Judit Tirado-Muñoz; Juan I. Mestre-Pintó; Magí Farré; Francina Fonseca; Marta Torrens


Curr Opin Psychiatry. 2018;31(4):315-323. 

In This Article

Advances in Pharmacological Interventions for Cannabis use

One review provided an update on the present status of pharmacological treatment for CUD and withdrawal.[17] Table 3, modified form Brezing and Levin,[17] lists evidence-supported medications currently available in the off-label treatment of CUD and substance withdrawal.

Although there are no clearly effective medication treatments for CUD, some medications demonstrated effectiveness in the treatment of CUD and cannabis withdrawal. Evidence from the review of CUD pharmacological treatments,[17] has been synthesized here focusing on cannabinoid (cannabinoid agonists and cannabinoid antagonists) and noncannabinoid approaches.

Cannabinoid Agonists

For targeting global cannabis withdrawal, nabiximols, nabilone and oral THC may be useful. Although has not yet being tested in clinical settings, Nabilone may be useful for preventing relapse.

Cannabinoid Antagonists

Many different pharmacological approaches have been trialed and they include the development of cannabinoid receptor antagonist, Rimonabant, which had to be withdrawn in the clinical trial stage because of a too high prevalence of side effects including anxiety, depression and suicide.[25]

Noncannabinoid Approaches

Review supports the use of mirtazapine and quetiapine in reducing some cannabis withdrawal symptoms. Same goes for Zolpidem and likely benzodiazepines, in targeting particular some cannabis withdrawal symptoms such as sleep disturbances. Though reductions in CUD or prevention of relapse have been proved, a lack of larger adult's samples to test the efficacy of Topiramate, N-Acetylcysteine, Gabapentin and chronic dosing of naltrexone are still lacking. Regarding Oxytocin, one of the two RCT reviewed here, showed promising results in the way Oxytocin enhances the effect of MET on cannabis outcomes. Nevertheless, results should be considered with caution since has been tested in a pilot study[26] and no sufficient literature exists to determine its clinical utility. The two trials included in the review are based on pilot studies with small samples sizes, thus replication studies are needed.

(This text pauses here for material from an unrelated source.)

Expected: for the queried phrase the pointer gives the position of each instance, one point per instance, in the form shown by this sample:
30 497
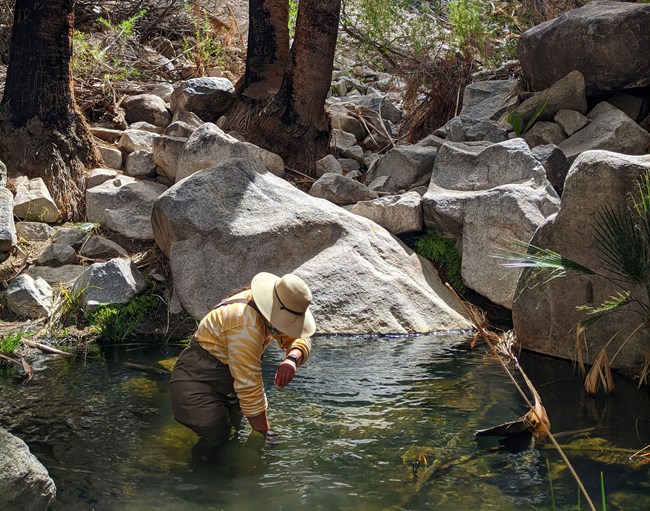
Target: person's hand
284 374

In addition, we reviewed the latest published studies on pharmacological therapy for cannabis users seeking treatment. A pilot study involving cannabis-dependent adults compared MET and oxytocin to MET and placebo in a 4 weeks RCT.[26] The MET intervention consisted of three 45–60-min sessions (study weeks 1, 2 and 4). Intervention also included a personalized feedback report to discuss problems related to use, challenges to behaviour change, as well as reasons for quitting and goal settings. Prior to the first two of three MET sessions, Oxytocin (40 IU) or placebo was intranasally administered. Reductions in cannabis use on the day oxytocin and MET was administered (M = -1.45, SEM = 0.58, P = 0.022) were found among participants receiving MET + oxytocin while participants received placebo did not show reductions. In spite of that, no overall treatment effect of oxytocin on mean daily cannabis use amount between sessions was found.

Moreover, a 6-week RCT pilot study examined efficacy of Topiramate + MET compared with placebo + MET for treating cannabis use among 66 heavy cannabis users.[27] MET consisted in three 50-min manual-driven sessions administered during study weeks nos. 1, 3 and 5. Based on motivational interviewing, the first session focused on enhancing motivation to reduce or quit cannabis use, while during sessions 2 and 3, participants received a personalized cannabis use feedback. Participants also had the opportunity to discuss with counsellors about the progress towards cannabis goals by identifying barriers to change, and considering problem solving and behavioural change. Topiramate was titrated over 4 weeks and then stabilized at 200 mg/day for 2 weeks. Although results showed that Topiramate was more active than placebo in reducing quantity (g/day of use) of smoked cannabis, it did not affect abstinence rates. In addition, participants reported adverse effects, suggesting that Topiramate is poorly tolerated by young patients.